Der Oberste Gerichtshof hat durch den Senatspräsidenten des Obersten Gerichtshofes Dr. Marold als Vorsitzenden und durch die Hofräte des Obersten Gerichtshofes HONProf. Dr. Griehsler, Dr. Jensik, Dr. Zehetner und Dr. Klinger als Richter in der Mietrechtssache der Antragstellerin E***-L***, F*** & H***, Wien 7., Kaiserstraße 44-46, vertreten durch Rudolf D***, Sekretär der Mietervereinigung Österreichs, Wien 7., Bernardgasse 10, dieser vertreten durch Dr. Heinrich Keller, Rechtsanwalt in Wien, wider die Antragsgegner 1.) Max W***, Kaufmann, Wien 19., Langerstraße 24/6/26, 2.) Gertrude W***, Handelsfrau, ebendort, beide vertreten durch Dr. Theodor Strohal, Rechtsanwalt in Wien, wegen § 37 Abs 1 Z 8 MRG infolge Revisionsrekurses der Antragsgegner gegen den Sachbeschluß des Landesgerichtes für ZRS Wien als Rekursgerichtes vom 10. Dezember 1985, GZ 41 R 1219/85-14, womit infolge Rekurses der Antragstellerin der Sachbeschluß des Bezirksgerichtes Innere Stadt Wien vom 3. Juli 1985, GZ 47 Msch 91/84-7, abgeändert wurde, folgenden

Beschluß

gefaßt:

Spruch

Dem Revisionsrekurs wird nicht Folge gegeben.

Text

Begründung:

Die Antragstellerin ist auf Grund des Mietvertrages vom 18. Oktober 1956 Mieterin des Gassenlokals top. Nr. 32 (und eines zur Aufstellung einer Kabine verwendeten Platzes) in dem den Antragsgegnern gehörenden Haus Wien 7., Kaiserstraße 44-46. Nach § 3 Z 1 des Mietvertrages besteht der Mietzins (für das Gassenlokal) während der Dauer der gesetzlichen Vorschriften über die Mietzinsbildung aus dem jeweils gesetzlich festgelegten oder durch Instandsetzungsarbeiten veranlaßten erhöhten Hauptmietzins sowie dem verhältnismäßigen Anteil an den Betriebskosten, sonstigen Aufwendungen für das Haus und den öffentlichen Abgaben. Die Grundlage der Mietzinsberechnung bildet der Jahresfriedenszins von 6.000 Kronen. Nach § 3 Z 3 des Mietvertrages ist nach Abänderung der gesetzlichen Vorschriften über die Mietzinsbildung ein neu zu vereinbarender Mietzins zu zahlen. Nach § 17 Abs 1 des Mietvertrages ist für den zur Aufstellung einer Kabine verwendeten (mieterschutzfreien) Platz ein Platzzins unter Zugrundelegung eines Jahresfriedenszinses von 1.200 Kronen zu zahlen. Nach § 17 Abs 2 des Mietvertrages wird auch der Platzzins entsprechend erhöht, wenn der Mietzins für das (mietergeschützte) Lokal im allgemeinen oder gesetzlich erhöht werden sollte.

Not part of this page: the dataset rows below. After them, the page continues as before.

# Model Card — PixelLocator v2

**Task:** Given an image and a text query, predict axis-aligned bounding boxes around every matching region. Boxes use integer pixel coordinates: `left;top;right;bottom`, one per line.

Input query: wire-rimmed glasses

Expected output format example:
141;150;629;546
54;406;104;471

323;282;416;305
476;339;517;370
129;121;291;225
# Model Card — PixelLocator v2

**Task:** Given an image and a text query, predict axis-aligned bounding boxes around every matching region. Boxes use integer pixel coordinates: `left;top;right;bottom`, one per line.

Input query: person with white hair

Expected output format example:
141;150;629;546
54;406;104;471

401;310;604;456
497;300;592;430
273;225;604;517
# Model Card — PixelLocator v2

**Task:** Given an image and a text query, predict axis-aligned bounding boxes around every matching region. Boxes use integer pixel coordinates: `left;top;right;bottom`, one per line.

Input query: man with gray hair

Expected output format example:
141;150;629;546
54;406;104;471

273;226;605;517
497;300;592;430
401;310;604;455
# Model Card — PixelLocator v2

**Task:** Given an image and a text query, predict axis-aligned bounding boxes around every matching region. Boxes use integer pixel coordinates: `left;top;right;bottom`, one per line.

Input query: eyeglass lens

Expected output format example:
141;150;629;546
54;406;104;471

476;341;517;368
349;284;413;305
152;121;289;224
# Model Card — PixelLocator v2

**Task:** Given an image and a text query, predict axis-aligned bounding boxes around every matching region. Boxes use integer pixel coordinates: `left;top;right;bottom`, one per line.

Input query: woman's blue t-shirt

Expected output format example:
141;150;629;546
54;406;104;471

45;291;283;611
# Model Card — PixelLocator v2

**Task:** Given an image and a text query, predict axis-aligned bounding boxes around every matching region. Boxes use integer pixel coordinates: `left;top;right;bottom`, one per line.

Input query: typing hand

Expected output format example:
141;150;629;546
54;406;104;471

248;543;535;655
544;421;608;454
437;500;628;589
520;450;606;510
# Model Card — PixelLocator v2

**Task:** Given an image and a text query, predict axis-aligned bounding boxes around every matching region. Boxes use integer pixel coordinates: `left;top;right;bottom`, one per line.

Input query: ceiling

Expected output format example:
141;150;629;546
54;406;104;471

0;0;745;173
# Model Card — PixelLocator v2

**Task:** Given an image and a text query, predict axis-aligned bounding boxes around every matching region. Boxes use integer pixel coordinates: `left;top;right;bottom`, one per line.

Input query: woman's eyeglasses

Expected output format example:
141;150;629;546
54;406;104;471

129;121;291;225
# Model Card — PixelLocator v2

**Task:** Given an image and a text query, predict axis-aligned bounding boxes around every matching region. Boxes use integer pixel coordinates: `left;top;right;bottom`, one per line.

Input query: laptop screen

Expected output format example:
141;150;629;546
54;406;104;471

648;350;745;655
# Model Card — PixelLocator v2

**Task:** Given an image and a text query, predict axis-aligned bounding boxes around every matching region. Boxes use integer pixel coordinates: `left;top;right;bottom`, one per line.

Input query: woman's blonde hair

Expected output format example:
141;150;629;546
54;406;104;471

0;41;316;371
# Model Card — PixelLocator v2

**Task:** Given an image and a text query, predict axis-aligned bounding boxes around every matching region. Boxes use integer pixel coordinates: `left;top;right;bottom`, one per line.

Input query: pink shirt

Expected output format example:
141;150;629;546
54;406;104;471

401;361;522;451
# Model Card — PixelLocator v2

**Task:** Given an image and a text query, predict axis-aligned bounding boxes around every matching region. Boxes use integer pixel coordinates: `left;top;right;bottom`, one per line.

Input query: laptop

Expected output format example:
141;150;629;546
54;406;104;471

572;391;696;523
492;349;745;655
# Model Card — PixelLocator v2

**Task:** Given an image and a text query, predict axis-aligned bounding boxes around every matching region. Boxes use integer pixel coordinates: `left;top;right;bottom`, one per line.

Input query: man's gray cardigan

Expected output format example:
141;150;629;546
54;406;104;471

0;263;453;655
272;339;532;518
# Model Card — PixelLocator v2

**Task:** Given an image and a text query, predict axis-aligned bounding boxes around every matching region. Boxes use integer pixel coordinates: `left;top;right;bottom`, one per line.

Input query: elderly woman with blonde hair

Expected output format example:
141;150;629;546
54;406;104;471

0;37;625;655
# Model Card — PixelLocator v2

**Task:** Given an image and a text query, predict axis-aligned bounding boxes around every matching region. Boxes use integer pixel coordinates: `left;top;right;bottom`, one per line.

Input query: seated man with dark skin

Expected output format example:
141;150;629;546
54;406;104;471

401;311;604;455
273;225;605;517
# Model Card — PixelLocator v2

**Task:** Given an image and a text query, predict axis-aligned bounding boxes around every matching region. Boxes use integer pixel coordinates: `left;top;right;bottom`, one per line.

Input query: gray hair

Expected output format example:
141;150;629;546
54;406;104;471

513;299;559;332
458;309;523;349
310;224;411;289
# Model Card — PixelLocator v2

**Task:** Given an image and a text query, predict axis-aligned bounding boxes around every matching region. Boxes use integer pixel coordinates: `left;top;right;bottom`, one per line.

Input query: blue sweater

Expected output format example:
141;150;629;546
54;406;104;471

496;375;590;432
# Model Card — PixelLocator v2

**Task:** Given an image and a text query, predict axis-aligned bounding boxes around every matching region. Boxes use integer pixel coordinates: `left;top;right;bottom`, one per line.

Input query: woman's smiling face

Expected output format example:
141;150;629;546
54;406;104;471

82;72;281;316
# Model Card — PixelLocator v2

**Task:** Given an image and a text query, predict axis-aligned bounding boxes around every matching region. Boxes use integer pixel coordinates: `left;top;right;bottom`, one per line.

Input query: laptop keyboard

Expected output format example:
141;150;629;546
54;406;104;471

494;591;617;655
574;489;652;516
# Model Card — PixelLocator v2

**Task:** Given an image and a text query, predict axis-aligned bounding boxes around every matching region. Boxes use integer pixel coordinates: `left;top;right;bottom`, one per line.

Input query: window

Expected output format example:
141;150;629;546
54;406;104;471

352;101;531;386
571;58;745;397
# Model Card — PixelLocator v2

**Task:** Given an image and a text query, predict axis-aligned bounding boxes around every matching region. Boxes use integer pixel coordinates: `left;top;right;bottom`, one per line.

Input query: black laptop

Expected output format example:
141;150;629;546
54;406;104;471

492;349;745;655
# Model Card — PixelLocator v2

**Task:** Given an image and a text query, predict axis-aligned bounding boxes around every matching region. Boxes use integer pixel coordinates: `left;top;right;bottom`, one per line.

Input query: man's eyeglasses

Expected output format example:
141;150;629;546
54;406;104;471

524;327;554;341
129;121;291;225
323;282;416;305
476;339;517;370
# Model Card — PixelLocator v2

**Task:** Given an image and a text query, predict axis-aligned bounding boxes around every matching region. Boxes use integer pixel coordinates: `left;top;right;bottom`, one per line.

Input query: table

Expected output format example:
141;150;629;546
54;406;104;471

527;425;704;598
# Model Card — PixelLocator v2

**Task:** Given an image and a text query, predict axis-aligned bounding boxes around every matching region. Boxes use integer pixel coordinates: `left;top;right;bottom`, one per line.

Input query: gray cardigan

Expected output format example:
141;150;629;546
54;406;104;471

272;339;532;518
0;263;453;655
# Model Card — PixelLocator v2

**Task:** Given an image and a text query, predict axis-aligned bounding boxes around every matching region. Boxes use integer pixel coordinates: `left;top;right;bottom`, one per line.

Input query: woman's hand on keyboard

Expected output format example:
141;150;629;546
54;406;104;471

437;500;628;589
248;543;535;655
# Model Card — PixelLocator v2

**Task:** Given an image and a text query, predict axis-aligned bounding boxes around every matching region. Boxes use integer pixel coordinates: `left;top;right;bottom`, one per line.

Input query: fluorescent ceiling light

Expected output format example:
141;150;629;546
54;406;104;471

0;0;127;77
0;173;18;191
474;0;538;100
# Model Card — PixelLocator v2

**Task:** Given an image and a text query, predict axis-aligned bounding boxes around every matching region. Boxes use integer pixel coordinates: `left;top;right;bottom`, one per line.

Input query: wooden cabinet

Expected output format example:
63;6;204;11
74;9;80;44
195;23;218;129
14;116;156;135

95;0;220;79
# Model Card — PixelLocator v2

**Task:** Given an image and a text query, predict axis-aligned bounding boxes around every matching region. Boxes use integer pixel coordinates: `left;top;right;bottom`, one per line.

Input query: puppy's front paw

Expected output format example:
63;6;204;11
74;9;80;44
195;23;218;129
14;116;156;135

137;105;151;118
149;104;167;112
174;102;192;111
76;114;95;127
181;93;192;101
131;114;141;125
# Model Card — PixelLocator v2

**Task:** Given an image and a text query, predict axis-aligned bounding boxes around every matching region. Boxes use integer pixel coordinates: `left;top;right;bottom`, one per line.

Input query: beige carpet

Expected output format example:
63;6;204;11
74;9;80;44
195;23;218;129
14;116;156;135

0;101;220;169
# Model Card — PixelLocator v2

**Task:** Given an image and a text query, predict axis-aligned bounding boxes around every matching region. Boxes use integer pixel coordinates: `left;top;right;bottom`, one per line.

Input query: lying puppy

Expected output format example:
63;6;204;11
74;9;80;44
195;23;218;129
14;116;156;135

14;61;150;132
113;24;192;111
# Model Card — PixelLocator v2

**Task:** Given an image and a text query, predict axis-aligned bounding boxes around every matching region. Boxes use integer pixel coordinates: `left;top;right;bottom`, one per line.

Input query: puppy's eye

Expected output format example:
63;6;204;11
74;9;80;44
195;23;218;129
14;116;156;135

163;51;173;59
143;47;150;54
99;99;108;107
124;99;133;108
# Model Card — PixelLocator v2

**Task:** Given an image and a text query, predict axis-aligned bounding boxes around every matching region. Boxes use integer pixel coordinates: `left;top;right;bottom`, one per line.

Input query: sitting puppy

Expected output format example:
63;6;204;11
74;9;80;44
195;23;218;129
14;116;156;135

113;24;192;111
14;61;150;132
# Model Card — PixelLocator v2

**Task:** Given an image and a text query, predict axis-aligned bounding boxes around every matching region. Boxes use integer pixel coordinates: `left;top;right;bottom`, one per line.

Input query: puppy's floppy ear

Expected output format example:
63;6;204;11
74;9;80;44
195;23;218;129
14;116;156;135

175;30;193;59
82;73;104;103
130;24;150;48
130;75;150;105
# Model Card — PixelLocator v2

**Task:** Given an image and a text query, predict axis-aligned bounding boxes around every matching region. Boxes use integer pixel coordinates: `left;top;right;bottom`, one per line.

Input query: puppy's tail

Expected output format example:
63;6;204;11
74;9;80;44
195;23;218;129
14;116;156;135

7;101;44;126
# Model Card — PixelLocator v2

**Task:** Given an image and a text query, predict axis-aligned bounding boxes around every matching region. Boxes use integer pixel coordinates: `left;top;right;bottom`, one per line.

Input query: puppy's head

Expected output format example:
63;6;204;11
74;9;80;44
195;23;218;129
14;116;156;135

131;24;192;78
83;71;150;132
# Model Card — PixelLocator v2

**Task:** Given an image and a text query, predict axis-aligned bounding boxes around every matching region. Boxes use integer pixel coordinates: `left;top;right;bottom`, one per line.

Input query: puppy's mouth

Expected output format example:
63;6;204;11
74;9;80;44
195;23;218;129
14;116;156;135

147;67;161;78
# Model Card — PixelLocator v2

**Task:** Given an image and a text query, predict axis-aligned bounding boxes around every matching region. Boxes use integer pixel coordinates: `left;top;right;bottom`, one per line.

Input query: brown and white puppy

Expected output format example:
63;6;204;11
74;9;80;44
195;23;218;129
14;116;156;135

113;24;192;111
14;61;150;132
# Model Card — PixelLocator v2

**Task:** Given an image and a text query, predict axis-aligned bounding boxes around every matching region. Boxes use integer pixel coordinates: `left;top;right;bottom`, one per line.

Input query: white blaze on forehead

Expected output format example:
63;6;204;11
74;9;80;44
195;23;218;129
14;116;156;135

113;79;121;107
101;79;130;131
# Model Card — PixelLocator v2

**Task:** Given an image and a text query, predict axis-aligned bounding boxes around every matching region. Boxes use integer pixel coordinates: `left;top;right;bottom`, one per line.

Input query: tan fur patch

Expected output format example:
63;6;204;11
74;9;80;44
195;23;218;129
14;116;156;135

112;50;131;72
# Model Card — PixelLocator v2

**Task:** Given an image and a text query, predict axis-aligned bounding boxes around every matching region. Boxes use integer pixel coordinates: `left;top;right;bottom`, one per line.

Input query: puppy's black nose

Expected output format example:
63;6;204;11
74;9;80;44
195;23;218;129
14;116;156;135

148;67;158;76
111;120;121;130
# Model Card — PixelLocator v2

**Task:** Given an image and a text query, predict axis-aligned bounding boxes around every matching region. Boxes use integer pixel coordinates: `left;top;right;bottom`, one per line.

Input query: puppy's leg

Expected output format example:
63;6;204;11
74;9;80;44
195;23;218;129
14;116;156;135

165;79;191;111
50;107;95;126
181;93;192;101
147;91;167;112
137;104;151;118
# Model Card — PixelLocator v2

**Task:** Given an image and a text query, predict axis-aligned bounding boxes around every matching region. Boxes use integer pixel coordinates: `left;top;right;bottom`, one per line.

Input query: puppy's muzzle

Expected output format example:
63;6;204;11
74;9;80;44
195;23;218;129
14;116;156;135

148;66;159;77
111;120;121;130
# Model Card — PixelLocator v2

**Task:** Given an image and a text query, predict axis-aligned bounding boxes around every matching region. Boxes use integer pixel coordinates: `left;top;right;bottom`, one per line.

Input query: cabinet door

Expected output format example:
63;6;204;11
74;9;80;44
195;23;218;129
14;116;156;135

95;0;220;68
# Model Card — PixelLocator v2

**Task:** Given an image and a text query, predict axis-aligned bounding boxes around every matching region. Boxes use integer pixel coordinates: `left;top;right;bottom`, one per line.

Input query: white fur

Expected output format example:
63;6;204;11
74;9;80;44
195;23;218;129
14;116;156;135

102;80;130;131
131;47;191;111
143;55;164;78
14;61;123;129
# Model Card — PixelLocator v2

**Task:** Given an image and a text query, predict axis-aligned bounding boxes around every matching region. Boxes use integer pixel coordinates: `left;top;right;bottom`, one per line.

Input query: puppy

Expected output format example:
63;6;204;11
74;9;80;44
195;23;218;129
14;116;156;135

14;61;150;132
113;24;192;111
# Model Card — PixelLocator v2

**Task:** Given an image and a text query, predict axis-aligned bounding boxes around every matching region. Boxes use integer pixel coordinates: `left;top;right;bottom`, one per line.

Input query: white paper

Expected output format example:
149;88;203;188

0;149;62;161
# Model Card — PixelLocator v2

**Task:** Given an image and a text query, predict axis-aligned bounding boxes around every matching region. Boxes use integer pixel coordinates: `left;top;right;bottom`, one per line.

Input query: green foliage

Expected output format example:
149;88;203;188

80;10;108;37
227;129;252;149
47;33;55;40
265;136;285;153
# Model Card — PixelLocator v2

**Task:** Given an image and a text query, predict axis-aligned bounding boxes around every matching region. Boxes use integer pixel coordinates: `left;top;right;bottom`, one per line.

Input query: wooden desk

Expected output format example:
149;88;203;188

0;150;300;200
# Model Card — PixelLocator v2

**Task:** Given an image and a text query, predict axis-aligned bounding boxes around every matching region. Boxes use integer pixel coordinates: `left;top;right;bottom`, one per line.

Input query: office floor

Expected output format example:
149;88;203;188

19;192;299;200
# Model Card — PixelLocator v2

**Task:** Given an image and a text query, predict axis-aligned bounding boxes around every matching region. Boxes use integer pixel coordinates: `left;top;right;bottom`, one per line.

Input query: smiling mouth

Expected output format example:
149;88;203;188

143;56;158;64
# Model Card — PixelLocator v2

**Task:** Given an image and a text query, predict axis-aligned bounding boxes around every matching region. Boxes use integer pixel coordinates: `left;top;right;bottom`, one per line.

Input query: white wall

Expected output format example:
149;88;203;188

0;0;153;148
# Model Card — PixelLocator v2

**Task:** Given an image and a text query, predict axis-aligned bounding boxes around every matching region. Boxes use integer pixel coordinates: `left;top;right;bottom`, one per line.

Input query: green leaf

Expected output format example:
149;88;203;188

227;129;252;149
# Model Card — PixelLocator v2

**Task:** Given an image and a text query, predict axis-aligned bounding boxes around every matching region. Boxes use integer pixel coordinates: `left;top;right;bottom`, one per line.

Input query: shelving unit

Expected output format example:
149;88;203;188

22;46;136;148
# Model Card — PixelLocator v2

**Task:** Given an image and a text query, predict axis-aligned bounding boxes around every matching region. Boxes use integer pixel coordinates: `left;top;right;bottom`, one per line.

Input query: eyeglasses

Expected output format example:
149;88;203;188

Mit der am 1. Juni 1982 beim Erstgericht zu 42 C 380/82 (nunmehr 42 C 201/84) eingelangten Klage begehrten die Antragsgegner die Verurteilung der Antragstellerin, einer Abänderung des Mietvertrages vom 18. Oktober 1956 dahin zuzustimmen, daß für das Bestandobjekt top. Nr. 32 im Haus Wien 7., Kaiserstraße 44-46 mit Wirksamkeit ab 1. Jänner 1982 ein monatlicher Hauptmietzins von 45,-- S je m 2 zuzüglich Umsatzsteuer, Betriebskosten und öffentlichen Abgaben vereinbart wird. In diesem Verfahren hob der Oberste Gerichtshof mit Beschluß vom 29. Februar 1984, 2 Ob 513/84, die klageabweisenden Urteile der Untergerichte auf; von der Rechtsansicht ausgehend, daß der nach § 3 Z 3 des Mietvertrages neu abzuschließenden Vereinbarung der im Sinne des § 16 Abs 1 MRG (für Geschäftsräumlichkeiten) angemessene Hauptmietzins zugrundezulegen sei, trug er dem Erstgericht im fortzusetzenden Verfahren die Prüfung der Frage auf, ob der von den Antragsgegnern angeführte Betrag von 45,-- S je m 2 angemessen sei. Dieses Verfahren ist noch anhängig. Während der bisher vorgeschriebene monatliche Hauptmietzins 1.800,-- S betragen hatte, schrieben die Antragsgegner der Antragstellerin zum Zinstermin 1. August 1984 einen Hauptmietzins von 13.860,-- S vor. Da die Schlichtungsstelle über den Antrag der Antragstellerin festzustellen, um welchen Betrag diese Vorschreibung das gesetzlich zulässige Zinsausmaß überschritten habe, nicht binnen drei Monaten entschied, rief die Antragstellerin gemäß § 40 Abs 2 MRG das Erstgericht an.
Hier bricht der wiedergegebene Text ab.